Он поворачивает голову сначала направо, потом налево, и моя собственная взрывается болью. Обжигающей и горячей, как кипяток, как те самые угли, о которых он говорит.
Взрывается с такой силой, что я сгибаюсь пополам, скулю, зажмурившись и зарываясь пальцами в собственные волосы.
Вот почему он не нападал. Он крошил то, что навесил на меня Зарецкий.
- Я нейтральная, - шиплю, собирая себя по кускам. Перед глазами все плывет, мир качается и штормит, хочется рычать и рвать.
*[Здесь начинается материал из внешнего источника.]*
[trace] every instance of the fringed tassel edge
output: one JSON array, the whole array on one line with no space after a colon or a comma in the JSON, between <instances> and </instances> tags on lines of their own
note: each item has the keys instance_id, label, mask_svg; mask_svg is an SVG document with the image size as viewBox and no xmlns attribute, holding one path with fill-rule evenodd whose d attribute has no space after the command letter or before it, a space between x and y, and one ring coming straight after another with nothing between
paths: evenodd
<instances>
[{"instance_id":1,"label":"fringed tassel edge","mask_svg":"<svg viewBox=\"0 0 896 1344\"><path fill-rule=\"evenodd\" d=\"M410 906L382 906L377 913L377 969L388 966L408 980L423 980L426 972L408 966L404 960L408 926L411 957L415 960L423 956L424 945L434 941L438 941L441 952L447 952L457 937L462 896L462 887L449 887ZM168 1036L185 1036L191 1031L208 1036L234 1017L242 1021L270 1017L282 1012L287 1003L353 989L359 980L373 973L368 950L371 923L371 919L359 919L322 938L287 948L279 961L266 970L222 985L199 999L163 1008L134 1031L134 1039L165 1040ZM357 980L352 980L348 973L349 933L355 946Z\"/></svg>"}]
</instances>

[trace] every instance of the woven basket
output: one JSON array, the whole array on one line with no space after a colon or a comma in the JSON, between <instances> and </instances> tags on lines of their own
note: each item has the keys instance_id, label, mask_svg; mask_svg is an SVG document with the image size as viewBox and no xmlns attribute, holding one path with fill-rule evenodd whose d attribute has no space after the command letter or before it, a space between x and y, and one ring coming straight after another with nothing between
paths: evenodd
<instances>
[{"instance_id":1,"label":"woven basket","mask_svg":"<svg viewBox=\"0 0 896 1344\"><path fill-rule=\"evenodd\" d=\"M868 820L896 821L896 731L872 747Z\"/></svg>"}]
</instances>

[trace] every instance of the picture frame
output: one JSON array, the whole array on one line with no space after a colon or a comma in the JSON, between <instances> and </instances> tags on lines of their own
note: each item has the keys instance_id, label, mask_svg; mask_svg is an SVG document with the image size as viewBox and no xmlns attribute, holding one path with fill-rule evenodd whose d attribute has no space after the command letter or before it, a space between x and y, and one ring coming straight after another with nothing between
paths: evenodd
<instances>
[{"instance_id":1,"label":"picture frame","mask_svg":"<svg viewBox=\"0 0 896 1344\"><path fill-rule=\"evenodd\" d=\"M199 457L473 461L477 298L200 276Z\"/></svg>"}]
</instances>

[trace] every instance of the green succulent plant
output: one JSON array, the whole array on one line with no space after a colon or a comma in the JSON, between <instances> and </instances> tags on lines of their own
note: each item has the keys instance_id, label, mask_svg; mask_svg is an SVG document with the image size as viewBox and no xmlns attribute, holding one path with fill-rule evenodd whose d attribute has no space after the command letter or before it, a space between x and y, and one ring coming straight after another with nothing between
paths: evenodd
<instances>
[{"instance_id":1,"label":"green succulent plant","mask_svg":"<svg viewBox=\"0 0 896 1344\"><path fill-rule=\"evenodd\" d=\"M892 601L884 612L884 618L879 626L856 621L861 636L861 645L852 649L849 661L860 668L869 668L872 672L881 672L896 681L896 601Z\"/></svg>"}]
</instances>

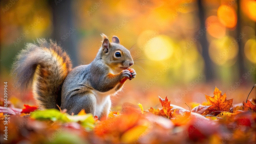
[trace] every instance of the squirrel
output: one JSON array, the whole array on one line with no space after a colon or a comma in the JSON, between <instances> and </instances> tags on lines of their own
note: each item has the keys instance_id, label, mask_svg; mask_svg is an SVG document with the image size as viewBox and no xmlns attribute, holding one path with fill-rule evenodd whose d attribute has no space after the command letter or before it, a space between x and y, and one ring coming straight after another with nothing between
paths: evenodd
<instances>
[{"instance_id":1,"label":"squirrel","mask_svg":"<svg viewBox=\"0 0 256 144\"><path fill-rule=\"evenodd\" d=\"M14 87L23 93L32 87L39 109L59 109L60 105L70 115L83 109L105 119L111 105L110 95L136 74L130 68L133 64L130 51L118 38L113 36L110 42L106 35L101 35L102 46L95 59L73 69L69 55L55 41L38 39L38 45L27 43L12 66Z\"/></svg>"}]
</instances>

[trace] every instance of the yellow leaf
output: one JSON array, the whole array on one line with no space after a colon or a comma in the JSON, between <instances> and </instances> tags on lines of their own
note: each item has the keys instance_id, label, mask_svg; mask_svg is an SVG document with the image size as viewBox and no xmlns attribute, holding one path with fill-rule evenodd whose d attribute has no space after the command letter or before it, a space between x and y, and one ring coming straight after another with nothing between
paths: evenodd
<instances>
[{"instance_id":1,"label":"yellow leaf","mask_svg":"<svg viewBox=\"0 0 256 144\"><path fill-rule=\"evenodd\" d=\"M143 114L144 113L144 110L143 109L143 107L142 107L142 105L140 103L137 104L139 106L140 108L141 109L141 113Z\"/></svg>"}]
</instances>

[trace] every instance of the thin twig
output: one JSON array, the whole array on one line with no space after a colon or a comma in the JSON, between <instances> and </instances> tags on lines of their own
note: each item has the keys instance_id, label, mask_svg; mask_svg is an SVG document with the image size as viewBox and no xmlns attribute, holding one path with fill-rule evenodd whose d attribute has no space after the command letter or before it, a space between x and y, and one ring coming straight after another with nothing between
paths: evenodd
<instances>
[{"instance_id":1,"label":"thin twig","mask_svg":"<svg viewBox=\"0 0 256 144\"><path fill-rule=\"evenodd\" d=\"M186 103L186 102L185 102L185 104L186 104L186 105L187 105L187 106L188 106L188 108L189 108L189 111L191 112L191 109L190 109L190 107L189 107L189 106L188 106L188 104L187 104L187 103Z\"/></svg>"},{"instance_id":2,"label":"thin twig","mask_svg":"<svg viewBox=\"0 0 256 144\"><path fill-rule=\"evenodd\" d=\"M256 86L256 84L254 84L253 85L253 86L252 87L252 90L251 90L251 91L250 92L250 93L249 93L249 94L248 95L248 96L247 97L247 98L246 99L246 101L245 102L246 103L247 103L247 100L248 99L248 98L249 97L249 95L250 95L250 94L251 93L251 92L252 92L252 89L253 89L253 87Z\"/></svg>"}]
</instances>

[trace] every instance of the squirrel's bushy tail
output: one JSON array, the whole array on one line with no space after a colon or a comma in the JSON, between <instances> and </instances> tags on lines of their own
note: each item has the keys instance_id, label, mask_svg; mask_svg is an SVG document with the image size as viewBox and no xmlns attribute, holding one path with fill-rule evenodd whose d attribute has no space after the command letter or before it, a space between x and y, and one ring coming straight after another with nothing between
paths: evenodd
<instances>
[{"instance_id":1,"label":"squirrel's bushy tail","mask_svg":"<svg viewBox=\"0 0 256 144\"><path fill-rule=\"evenodd\" d=\"M16 56L11 73L13 85L23 93L32 87L39 109L58 108L58 92L61 93L61 85L72 70L71 61L55 42L37 41L38 45L27 44Z\"/></svg>"}]
</instances>

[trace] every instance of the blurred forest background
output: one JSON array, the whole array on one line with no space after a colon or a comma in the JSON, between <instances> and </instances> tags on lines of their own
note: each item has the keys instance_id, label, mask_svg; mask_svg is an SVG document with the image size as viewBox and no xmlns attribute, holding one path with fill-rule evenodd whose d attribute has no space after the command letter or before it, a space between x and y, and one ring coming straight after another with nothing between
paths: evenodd
<instances>
[{"instance_id":1,"label":"blurred forest background","mask_svg":"<svg viewBox=\"0 0 256 144\"><path fill-rule=\"evenodd\" d=\"M245 101L256 82L256 1L31 0L1 1L1 88L8 100L21 101L12 88L10 66L25 43L37 38L56 40L74 67L89 63L101 46L100 34L117 36L133 48L135 79L113 97L122 104L158 105L159 95L173 104L201 103L217 86L233 104ZM255 97L254 89L249 97ZM1 97L3 95L1 95Z\"/></svg>"}]
</instances>

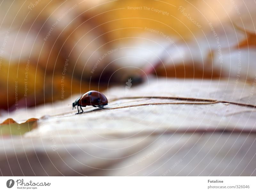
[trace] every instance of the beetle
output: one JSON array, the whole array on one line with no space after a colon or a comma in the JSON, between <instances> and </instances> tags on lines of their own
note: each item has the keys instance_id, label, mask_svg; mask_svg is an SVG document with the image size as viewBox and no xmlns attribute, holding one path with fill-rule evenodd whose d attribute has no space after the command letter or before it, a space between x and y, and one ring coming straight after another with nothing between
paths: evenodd
<instances>
[{"instance_id":1,"label":"beetle","mask_svg":"<svg viewBox=\"0 0 256 192\"><path fill-rule=\"evenodd\" d=\"M106 96L100 92L96 91L90 91L84 94L80 97L78 98L72 104L73 109L76 106L77 106L78 112L76 114L79 114L84 112L82 107L86 107L87 105L92 105L94 107L99 107L104 109L104 106L108 104L108 99ZM79 111L79 107L82 112Z\"/></svg>"}]
</instances>

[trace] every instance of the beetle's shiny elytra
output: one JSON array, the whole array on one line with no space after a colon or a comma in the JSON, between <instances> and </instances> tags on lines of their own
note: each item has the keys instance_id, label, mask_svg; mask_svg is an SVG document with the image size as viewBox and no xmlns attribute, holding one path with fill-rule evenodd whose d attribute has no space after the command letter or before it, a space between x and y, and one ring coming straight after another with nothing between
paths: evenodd
<instances>
[{"instance_id":1,"label":"beetle's shiny elytra","mask_svg":"<svg viewBox=\"0 0 256 192\"><path fill-rule=\"evenodd\" d=\"M77 106L78 112L76 114L82 113L84 112L82 107L86 107L87 105L92 105L94 107L99 107L104 109L104 106L108 104L108 99L106 96L100 92L96 91L90 91L85 93L80 97L78 98L73 103L73 109L76 106ZM79 107L82 112L79 111Z\"/></svg>"}]
</instances>

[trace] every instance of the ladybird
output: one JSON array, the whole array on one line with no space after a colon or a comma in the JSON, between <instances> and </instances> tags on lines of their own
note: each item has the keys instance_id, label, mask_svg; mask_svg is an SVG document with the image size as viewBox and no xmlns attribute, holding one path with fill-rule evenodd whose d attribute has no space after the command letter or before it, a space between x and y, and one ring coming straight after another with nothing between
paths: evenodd
<instances>
[{"instance_id":1,"label":"ladybird","mask_svg":"<svg viewBox=\"0 0 256 192\"><path fill-rule=\"evenodd\" d=\"M108 99L106 96L100 92L96 91L90 91L85 93L80 97L78 98L73 103L73 109L76 106L77 106L78 112L76 114L82 113L84 112L82 107L92 105L94 107L104 109L104 106L108 104ZM79 111L79 106L82 111Z\"/></svg>"}]
</instances>

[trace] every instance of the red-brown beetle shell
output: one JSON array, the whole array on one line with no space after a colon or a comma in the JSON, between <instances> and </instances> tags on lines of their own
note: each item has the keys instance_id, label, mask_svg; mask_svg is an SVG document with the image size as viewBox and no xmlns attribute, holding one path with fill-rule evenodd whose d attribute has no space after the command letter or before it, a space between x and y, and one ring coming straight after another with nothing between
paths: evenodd
<instances>
[{"instance_id":1,"label":"red-brown beetle shell","mask_svg":"<svg viewBox=\"0 0 256 192\"><path fill-rule=\"evenodd\" d=\"M102 93L96 91L90 91L81 96L78 104L82 107L87 105L106 105L108 99Z\"/></svg>"}]
</instances>

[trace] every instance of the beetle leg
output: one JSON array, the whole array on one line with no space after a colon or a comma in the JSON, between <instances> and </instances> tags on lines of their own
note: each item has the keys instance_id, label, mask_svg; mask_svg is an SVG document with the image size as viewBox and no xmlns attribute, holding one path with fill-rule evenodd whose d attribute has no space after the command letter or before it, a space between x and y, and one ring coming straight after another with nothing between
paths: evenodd
<instances>
[{"instance_id":1,"label":"beetle leg","mask_svg":"<svg viewBox=\"0 0 256 192\"><path fill-rule=\"evenodd\" d=\"M84 112L84 110L83 110L83 109L82 109L82 107L81 106L80 106L80 108L81 109L81 110L82 110L82 112L80 112L80 113L83 113Z\"/></svg>"},{"instance_id":2,"label":"beetle leg","mask_svg":"<svg viewBox=\"0 0 256 192\"><path fill-rule=\"evenodd\" d=\"M77 111L78 111L78 112L76 113L76 115L77 115L77 114L79 114L79 106L77 106Z\"/></svg>"}]
</instances>

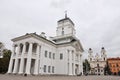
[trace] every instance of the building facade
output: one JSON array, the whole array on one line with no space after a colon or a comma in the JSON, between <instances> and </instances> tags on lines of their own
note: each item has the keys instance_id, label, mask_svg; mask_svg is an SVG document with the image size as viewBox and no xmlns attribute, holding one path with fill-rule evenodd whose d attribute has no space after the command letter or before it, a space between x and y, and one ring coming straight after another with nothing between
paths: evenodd
<instances>
[{"instance_id":1,"label":"building facade","mask_svg":"<svg viewBox=\"0 0 120 80\"><path fill-rule=\"evenodd\" d=\"M104 75L104 68L106 66L106 60L107 60L107 55L106 55L106 50L104 47L101 49L101 55L96 53L96 55L93 55L93 51L91 48L88 50L88 61L90 63L90 74L94 75Z\"/></svg>"},{"instance_id":2,"label":"building facade","mask_svg":"<svg viewBox=\"0 0 120 80\"><path fill-rule=\"evenodd\" d=\"M120 71L120 58L108 58L107 59L108 66L112 74L116 75Z\"/></svg>"},{"instance_id":3,"label":"building facade","mask_svg":"<svg viewBox=\"0 0 120 80\"><path fill-rule=\"evenodd\" d=\"M12 39L13 52L8 73L33 75L77 75L83 73L83 48L75 36L75 26L65 16L59 20L56 36L27 33Z\"/></svg>"},{"instance_id":4,"label":"building facade","mask_svg":"<svg viewBox=\"0 0 120 80\"><path fill-rule=\"evenodd\" d=\"M3 58L3 50L5 49L2 42L0 42L0 58Z\"/></svg>"}]
</instances>

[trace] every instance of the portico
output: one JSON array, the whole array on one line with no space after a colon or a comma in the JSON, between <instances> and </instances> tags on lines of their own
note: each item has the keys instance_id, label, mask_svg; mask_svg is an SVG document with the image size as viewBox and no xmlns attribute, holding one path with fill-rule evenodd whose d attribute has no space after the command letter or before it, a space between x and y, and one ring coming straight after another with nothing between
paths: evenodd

Металлический лязг в горле того, что раньше было Игорем, нарастает, еще громче становится жужжание, и я вижу, как что-то ползает под бледной, тонкой кожей, обтянувшей череп. Он теперь не похож на бывшего собирателя. Угадываются общие черты. Скулы вваливаются внутрь, заостряется подбородок, падают на землю волосы, открывая язвы на черепе.
В один миг, просто в один миг.
Черт!
Мне однозначно пора сваливать. Вот только….
Под всем этим, под жужжанием, адом и прочей хренью, я чувствую биение души бывшего смотрителя. Слабое, но оно есть. И я не могу просто на него задвинуть.